I was told I would see Kate Beckinsale's naked rack in this movie. The lying bastard poster didn't tell me that it was one of those love scenes involving clever camera angles that hide all the goods with arms and quick angle changes. I deem that false.


----------



## D-EJ915 (Jul 14, 2006)

Shannon said:


> It was allright, but no nearly as good as the first movie.
> 3 out of 5 stars.


1 out of 1 naked Kate Beckinsales agree, when the hybrid rips the one guy's head in half, that was badass \m/


----------



## distressed_romeo (Jul 15, 2006)

Much better than the first film, and Kate Beckinsale is gorgeous.


Spoiler



Only bit that was a little dumb was when Michael wakes up at exactly the right time to save the day.


Any word on a third film?


----------



## zimbloth (Jul 17, 2006)

the sexy accent helps too. being an american here, hot chicks with british/australian accents always bring me to my knees.


----------



## Naren (Jul 17, 2006)

Haven't seen it. I did see the original "Underworld" that was absolutely horrible, the worst Hollywood movie I saw that whole year (and I'm usually a fan of vampire movies). A good-looking girl is not enough to save a movie with a boring plot and nothing worth watching. I remember seeing the previews, thinking it'd be awesome, went to see it with my best friend, and left saying "What the hell was that piece of shit?"

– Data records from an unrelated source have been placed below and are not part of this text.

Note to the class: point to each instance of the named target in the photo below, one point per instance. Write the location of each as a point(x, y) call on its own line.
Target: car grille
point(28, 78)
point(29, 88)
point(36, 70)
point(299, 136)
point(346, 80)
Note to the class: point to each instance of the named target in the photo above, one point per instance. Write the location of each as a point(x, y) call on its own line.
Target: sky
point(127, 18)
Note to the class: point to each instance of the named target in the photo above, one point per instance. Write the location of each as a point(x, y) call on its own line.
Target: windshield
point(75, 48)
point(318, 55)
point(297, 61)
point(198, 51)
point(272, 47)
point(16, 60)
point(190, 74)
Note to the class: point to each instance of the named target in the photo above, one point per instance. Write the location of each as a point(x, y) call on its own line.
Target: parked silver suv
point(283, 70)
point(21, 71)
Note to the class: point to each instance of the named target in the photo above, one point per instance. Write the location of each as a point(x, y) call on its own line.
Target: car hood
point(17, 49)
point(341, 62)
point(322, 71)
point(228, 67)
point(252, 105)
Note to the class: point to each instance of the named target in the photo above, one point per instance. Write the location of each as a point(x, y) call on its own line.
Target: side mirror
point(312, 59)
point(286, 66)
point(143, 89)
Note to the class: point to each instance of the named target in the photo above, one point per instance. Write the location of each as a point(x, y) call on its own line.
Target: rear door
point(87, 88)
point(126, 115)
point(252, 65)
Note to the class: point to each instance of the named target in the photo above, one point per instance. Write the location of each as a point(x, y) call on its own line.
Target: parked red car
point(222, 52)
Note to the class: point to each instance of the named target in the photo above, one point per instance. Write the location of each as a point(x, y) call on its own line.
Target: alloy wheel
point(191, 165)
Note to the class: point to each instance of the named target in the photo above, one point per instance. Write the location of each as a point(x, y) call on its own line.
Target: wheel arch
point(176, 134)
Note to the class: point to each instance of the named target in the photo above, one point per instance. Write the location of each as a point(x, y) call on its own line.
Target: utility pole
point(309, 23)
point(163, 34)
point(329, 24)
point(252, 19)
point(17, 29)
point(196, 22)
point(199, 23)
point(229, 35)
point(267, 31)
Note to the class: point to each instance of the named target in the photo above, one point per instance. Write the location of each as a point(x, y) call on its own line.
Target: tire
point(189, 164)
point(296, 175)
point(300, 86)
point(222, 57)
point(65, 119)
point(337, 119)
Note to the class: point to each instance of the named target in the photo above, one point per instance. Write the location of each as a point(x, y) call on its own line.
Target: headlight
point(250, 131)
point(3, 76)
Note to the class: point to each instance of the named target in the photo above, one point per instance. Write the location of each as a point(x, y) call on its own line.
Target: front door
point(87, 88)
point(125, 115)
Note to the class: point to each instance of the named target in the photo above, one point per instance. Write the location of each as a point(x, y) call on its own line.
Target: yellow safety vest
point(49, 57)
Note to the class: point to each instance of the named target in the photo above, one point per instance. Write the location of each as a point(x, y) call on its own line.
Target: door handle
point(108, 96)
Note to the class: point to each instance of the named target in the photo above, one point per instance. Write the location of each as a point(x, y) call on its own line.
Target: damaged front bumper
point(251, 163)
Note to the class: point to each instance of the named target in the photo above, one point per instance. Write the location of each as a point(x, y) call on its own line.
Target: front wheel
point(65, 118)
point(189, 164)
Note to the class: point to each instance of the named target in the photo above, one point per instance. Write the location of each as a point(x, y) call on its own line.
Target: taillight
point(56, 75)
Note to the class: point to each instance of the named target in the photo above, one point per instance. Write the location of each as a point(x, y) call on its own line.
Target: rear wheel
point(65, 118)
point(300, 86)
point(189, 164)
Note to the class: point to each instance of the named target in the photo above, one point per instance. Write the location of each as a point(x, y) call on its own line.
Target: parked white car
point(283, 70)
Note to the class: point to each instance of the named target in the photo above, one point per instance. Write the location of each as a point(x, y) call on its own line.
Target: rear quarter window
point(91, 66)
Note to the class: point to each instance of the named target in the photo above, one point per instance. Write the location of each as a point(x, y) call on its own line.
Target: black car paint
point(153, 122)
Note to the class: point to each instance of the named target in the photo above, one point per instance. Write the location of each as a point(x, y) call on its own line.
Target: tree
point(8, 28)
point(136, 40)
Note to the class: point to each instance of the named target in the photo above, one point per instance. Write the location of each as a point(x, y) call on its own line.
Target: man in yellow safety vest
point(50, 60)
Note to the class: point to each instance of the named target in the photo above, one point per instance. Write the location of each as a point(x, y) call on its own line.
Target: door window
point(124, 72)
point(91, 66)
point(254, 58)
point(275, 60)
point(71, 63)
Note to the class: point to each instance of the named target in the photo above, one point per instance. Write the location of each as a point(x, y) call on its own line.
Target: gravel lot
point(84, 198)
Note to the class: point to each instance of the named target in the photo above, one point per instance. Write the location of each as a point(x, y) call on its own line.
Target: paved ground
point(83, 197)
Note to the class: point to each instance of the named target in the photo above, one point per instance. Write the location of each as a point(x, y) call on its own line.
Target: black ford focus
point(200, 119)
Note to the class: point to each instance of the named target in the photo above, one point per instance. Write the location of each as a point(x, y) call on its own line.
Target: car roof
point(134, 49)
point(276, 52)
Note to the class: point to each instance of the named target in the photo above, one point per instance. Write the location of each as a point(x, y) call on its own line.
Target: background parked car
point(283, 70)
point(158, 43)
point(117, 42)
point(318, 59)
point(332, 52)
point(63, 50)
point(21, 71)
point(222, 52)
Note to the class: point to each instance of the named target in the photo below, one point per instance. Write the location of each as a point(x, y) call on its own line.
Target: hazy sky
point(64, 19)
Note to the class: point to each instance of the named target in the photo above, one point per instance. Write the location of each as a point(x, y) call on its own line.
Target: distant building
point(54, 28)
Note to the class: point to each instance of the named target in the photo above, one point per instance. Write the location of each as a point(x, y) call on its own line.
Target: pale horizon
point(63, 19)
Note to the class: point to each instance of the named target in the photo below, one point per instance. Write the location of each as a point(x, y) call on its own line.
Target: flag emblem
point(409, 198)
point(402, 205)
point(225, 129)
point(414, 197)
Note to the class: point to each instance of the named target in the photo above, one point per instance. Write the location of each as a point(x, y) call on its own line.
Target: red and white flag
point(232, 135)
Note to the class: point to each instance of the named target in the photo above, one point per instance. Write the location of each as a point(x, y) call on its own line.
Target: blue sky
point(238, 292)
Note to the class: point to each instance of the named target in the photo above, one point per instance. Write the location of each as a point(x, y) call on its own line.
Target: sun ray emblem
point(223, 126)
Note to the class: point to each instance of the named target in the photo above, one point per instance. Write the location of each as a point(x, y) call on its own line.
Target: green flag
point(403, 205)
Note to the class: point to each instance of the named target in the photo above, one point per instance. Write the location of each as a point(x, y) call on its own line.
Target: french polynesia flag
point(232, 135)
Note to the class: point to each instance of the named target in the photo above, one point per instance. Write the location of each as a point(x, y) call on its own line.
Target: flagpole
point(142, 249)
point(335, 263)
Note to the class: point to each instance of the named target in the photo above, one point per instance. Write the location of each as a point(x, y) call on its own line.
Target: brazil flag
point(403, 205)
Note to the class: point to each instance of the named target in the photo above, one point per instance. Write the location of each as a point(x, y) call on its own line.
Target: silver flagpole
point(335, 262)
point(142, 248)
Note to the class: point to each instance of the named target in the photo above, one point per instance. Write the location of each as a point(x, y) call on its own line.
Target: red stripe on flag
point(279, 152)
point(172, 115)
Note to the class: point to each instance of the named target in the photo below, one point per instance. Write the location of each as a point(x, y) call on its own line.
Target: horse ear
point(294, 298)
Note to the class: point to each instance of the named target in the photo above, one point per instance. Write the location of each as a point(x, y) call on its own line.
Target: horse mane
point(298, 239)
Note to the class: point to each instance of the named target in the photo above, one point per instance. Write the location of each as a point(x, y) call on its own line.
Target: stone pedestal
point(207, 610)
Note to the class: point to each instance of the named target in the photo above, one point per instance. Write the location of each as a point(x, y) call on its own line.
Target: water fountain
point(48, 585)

Just my opinion, I guess. I've met people who actually liked it. If the second one is better than the first, then it might be worth seeing, but that completely depends on how much better it is. The first one just sucked so bad, I really have no more trust left in any sequels.


----------



## Drew (Jul 18, 2006)

Naren said:


> A good-looking girl is not enough to save a movie with a boring plot and nothing worth watching.



False. While hardly a work of cinematographic genius, you can't argue with the fact that Kate Beckinsdale is _HOT_. 

I still haven't seen #2 - I really need to get on that.


----------



## The Dark Wolf (Jul 18, 2006)

Drew said:


> False. While hardly a work of cinematographic genius, you can't argue with the fact that Kate Beckinsdale is _HOT_.
> 
> I still haven't seen #2 - I really need to get on that.


Wutz a Kate Beckins*D*ale?

Did you mebbe have a freudian slip, and were really thinking about THIS?








She has a donkey. That's what counts.


----------



## Scott (Jul 18, 2006)

distressed_romeo said:


> Spoiler
> 
> 
> 
> Only bit that was a little dumb was when Michael wakes up at exactly the right time to save the day.



Awee...jeez..

Bitch! Some of us have yet to see the movie!


----------



## distressed_romeo (Jul 18, 2006)

ARRRRRGH!!! Sorry!


----------



## noodles (Jul 18, 2006)

distressed_romeo said:


> ARRRRRGH!!! Sorry!



I think one of the mods needs to make a sticky about spoiler tags.


----------



## MetalMike (Jul 18, 2006)

zimbloth said:


> the sexy accent helps too. being an american here, hot chicks with british/australian accents always bring me to my knees.


----------



## Naren (Jul 18, 2006)

Drew said:


> False. While hardly a work of cinematographic genius, you can't argue with the fact that Kate Beckinsdale is _HOT_.
> 
> I still haven't seen #2 - I really need to get on that.



I never argued about her being hot. I only said that, even though she's hot, the movie was still boring as hell and nearly drove me crazy. I can't believe the empty and used feeling I had when I left that theater, that I had been tricked into actually paying money to watch such a crappy boring film. I rank it in the top 3 worst vampire movies I've ever seen.


----------



## Drew (Jul 19, 2006)

Ninja'd in a set of spoler tags on that one in case anyone else reads this.  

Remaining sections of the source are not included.